The result was summarized with the load-line displacement diagram, where information such as the peak load, load-line displacement, stiffness, and the work of fracture were obtained and analyzed to determine the influence of the geogrid. In summary, even though it is known that the test conducted under simple support is not a real condition for an asphalt mixture layer, it permits the quantification of the effect of the geogrid as part of the layer. In terms of the peak load, the use of the geogrid increased this magnitude by 140%. This increase was not so important when the test was conducted on the granular base support. Although the magnitude increased between 1073.4% and 1579.3% due to the support provided by the granular material, an increment resulting from the geogrid was 69%, just because the reinforcement did not work at its maximum capacity. Regarding the load-line displacement, the use of the reinforcement caused the sample to develop a more significant deformation without failure. It is noteworthy that rutting is an aspect that depends on the asphalt properties, the mixture design method, and the support condition.
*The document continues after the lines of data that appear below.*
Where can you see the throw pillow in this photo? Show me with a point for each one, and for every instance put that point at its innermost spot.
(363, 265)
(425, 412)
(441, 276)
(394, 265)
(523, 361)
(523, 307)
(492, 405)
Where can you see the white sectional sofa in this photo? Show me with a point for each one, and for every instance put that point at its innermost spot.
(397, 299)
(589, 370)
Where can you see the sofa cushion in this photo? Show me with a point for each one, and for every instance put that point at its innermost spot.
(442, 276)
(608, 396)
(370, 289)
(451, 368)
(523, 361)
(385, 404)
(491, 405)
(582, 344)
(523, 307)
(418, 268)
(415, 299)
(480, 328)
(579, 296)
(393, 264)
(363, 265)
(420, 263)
However, the geogrid reduced the displacement growth rate, meaning that at the same load, the reinforced test sample developed less deformation than the test sample without reinforcement. Thus, the use of a geogrid helps to extend and lengthen the time of appearance of permanent deformation.
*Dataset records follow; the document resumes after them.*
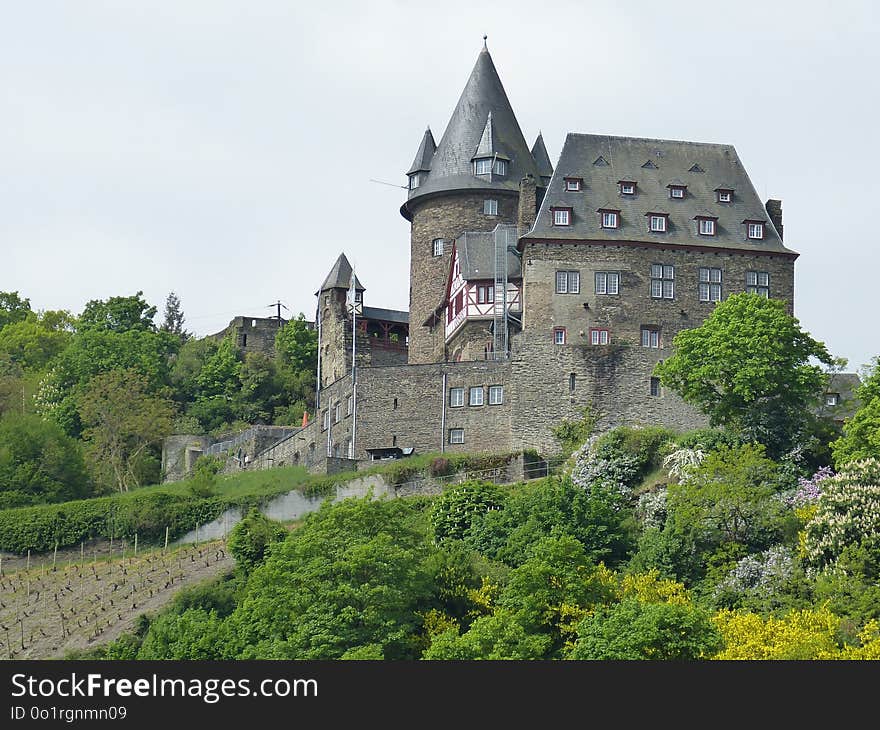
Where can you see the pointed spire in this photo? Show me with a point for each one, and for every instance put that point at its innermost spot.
(340, 276)
(470, 129)
(486, 148)
(425, 153)
(542, 159)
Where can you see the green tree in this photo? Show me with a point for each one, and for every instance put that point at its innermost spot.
(748, 367)
(296, 344)
(122, 420)
(173, 319)
(39, 463)
(861, 432)
(730, 498)
(634, 629)
(352, 575)
(13, 308)
(250, 539)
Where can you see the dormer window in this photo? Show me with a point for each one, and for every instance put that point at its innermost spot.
(705, 225)
(561, 216)
(657, 222)
(610, 218)
(754, 229)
The reinforced samples proved to have a greater stiffness, that is, under the same level of deformation, the samples managed to develop a greater load. In addition, they also gained ductility, since these samples managed to develop greater deformations for failure to occur. In this way, it can be evidenced that the use of the geogrid as a reinforcement element in asphalt layers brings a double benefit since it withstands greater magnitudes of load and, at the same time, increases the deformation developed, or, based on what has been previously mentioned, delays the appearance of rutting problems. In conclusion, it increases the ability to absorb energy before breaking (work of fracture), delaying damage to the structure.

To conclude, the results demonstrated the use of a geogrid as a reinforcement of asphalt mixture layers and hence its mechanical performance. To continue extending this knowledge, it is important evaluate the mechanical behavior under dynamic loads of these large-scale samples.